Disciplinary proceedings were brought against Mr Gnahoua, a bus driver who was caught using an iPad while his bus was in motion. He was represented at his disciplinary hearing by a Unite official, but the decision was taken to dismiss him.
Mr Gnahoua appealed and informed his employer that he wished to be accompanied by two brothers who had formed the PTSC union, of which the claimant had become a member.
While the employer was happy with someone else from the PTSC union attending, it had banned both brothers from representing its staff at hearings for one brother’s “threatening behaviour” towards members of staff and both brothers’ “dishonesty”.
One of the brothers had been an employee of the company, but had been dismissed for “harassment and intimidation” of another member of staff, a shop steward with Unite.
Mr Gnahoua ultimately attended his appeal hearing without representation and the decision to dismiss was upheld. His tribunal claims included that he had been denied the right to be accompanied at his disciplinary appeal hearing.
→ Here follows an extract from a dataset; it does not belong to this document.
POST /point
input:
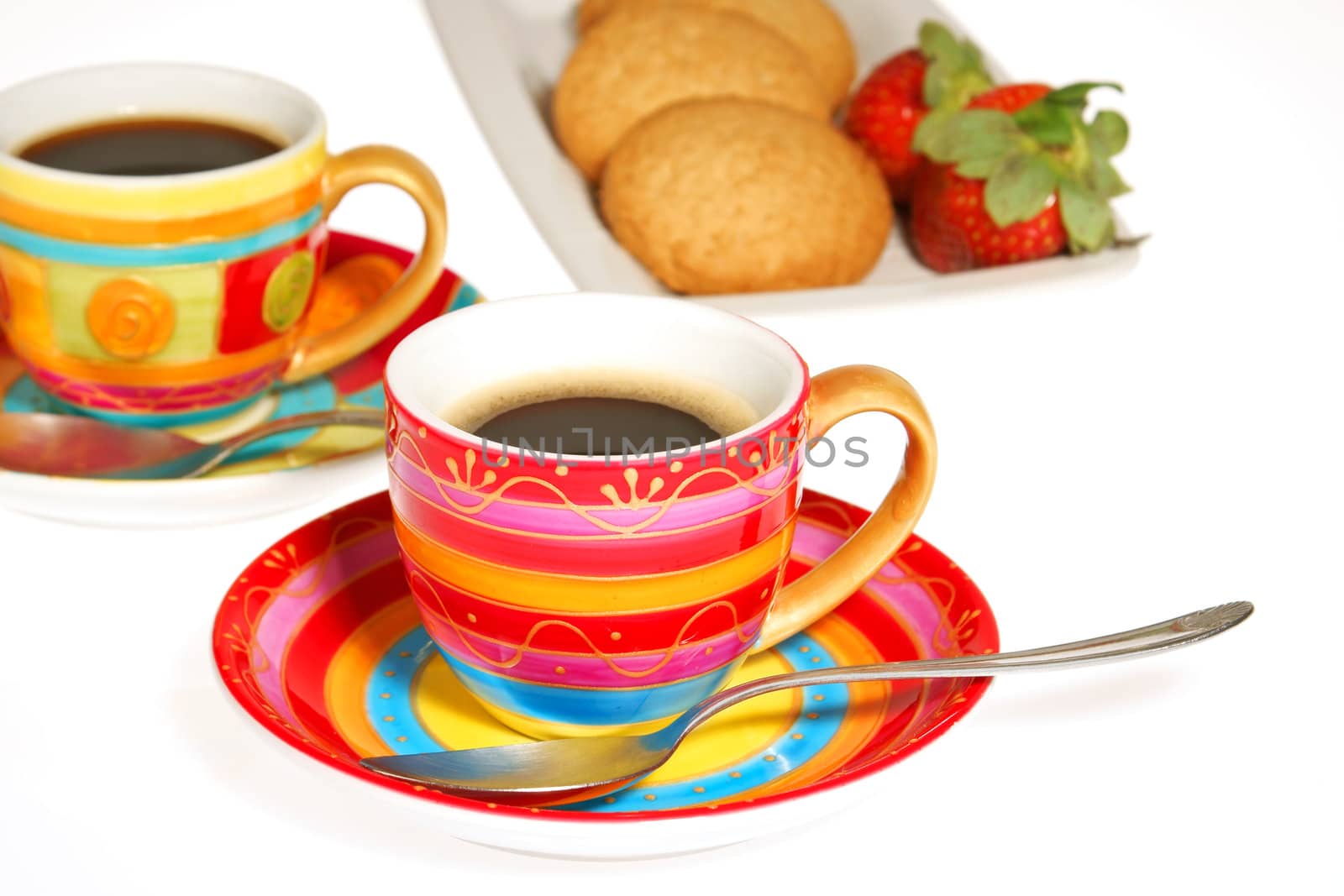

The employment tribunal accepted that, technically, the employer had breached the claimant’s right to be accompanied. However, the employment tribunal went on to award the sum of £2 because the employer had “strong grounds” for being unhappy with the choice of companion.
Although it is not statute, the ACAS Code of Practice on Disciplinary and Grievance Procedures states that all employees have the right to be accompanied to formal disciplinary hearings by either a work colleague or an accredited trade union representative where they reasonably request to do so.
Whether or not a request for a companion is reasonable will depend on the circumstances of the individual case, which is why the compensation for this case was so nominal.